Professor da Escola de Comunicação e Artes da Universidade de São Paulo e diretor-geral da Associação Brasileira de Comunicação Empresarial (Aberje), Paulo Nassar ressalta, no Anuário Brasileiro das Agências de Comunicação e da Comunicação Corporativa, que vivemos um “admirável mundo novo” da comunicação organizacional. Não somente pelo mais óbvio, a profusão de “maravilhas tecnológicas” à disposição dos profissionais, mas por conta do que ele chama de “mudança de paradigma”. Se os ícones do velho paradigma seriam nomes como Adam Smith, Taylor e Ivy Lee, com a ênfase na “busca pela eficiência na construção de marcas e de relacionamentos que garantissem a segurança das organizações”, para o autor, os controles vigentes até então chegaram ao limite e “a velha fórmula em breve não funcionará mais”. Se, diz ele, essa pode parecer uma má notícia, a boa é que seriam precisamente os comunicadores que passariam a estar na vanguarda das empresas, nestes novos tempos. “De disciplinadores, [os comunicadores] passarão a guardiões da criatividade.
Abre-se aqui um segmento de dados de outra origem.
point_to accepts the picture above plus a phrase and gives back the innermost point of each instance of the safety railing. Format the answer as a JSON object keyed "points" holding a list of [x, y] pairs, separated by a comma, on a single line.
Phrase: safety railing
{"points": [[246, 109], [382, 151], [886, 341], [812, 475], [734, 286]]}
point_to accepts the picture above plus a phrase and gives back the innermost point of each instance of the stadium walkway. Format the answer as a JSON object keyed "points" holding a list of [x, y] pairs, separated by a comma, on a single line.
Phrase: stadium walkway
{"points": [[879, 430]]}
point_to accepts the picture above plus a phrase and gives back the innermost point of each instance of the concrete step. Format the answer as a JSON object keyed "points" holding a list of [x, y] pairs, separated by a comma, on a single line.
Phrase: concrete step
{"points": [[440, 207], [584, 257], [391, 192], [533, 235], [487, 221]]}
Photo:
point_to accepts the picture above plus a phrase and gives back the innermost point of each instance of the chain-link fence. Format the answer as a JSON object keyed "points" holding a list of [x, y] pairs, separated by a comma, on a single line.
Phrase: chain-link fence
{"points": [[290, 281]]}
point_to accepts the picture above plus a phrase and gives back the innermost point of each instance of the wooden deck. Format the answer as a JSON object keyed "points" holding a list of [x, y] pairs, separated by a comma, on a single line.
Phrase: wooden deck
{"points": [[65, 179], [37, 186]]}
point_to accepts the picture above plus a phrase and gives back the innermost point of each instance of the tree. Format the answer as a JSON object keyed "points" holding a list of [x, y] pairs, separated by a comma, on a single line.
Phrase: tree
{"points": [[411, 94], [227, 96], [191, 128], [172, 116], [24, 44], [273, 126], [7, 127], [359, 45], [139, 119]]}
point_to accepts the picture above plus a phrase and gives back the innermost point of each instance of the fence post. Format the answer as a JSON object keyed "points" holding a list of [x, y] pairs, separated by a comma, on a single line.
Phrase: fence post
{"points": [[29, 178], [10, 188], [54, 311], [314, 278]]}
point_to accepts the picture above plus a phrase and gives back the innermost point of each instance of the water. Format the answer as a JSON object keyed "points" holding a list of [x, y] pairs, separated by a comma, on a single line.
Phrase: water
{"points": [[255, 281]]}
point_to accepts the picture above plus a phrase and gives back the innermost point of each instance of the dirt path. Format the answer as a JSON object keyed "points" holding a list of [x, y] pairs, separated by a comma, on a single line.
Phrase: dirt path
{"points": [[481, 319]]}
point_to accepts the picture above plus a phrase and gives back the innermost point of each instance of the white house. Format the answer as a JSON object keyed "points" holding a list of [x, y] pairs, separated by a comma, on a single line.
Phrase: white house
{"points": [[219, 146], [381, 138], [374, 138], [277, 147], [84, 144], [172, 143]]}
De controladores, passarão a incentivadores do descontrole. Em outras palavras, serão os gerentes dos espaços de liberdade nas organizações.” Para entender o alcance desse processo, na opinião de Nassar, é preciso “mudar de lentes” e se aperceber de que, no cenário atual, as marcas corporativas deixam de ser construção exclusiva de um departamento ou agência, “sob a inspiração de gênios ou estrategistas”, para se tornar “construções interativas entre os diversos públicos de uma organização”. Um problema para chegar lá, mencionado pelo autor, é a constatação feita em pesquisa da Aberje de que 21% dos CEOs das empresas acreditam que o engajamento de suas diretorias com a comunicação está abaixo do esperado. “Em outras palavras, esses líderes devotam pouca atenção ao relacionamento com o público.”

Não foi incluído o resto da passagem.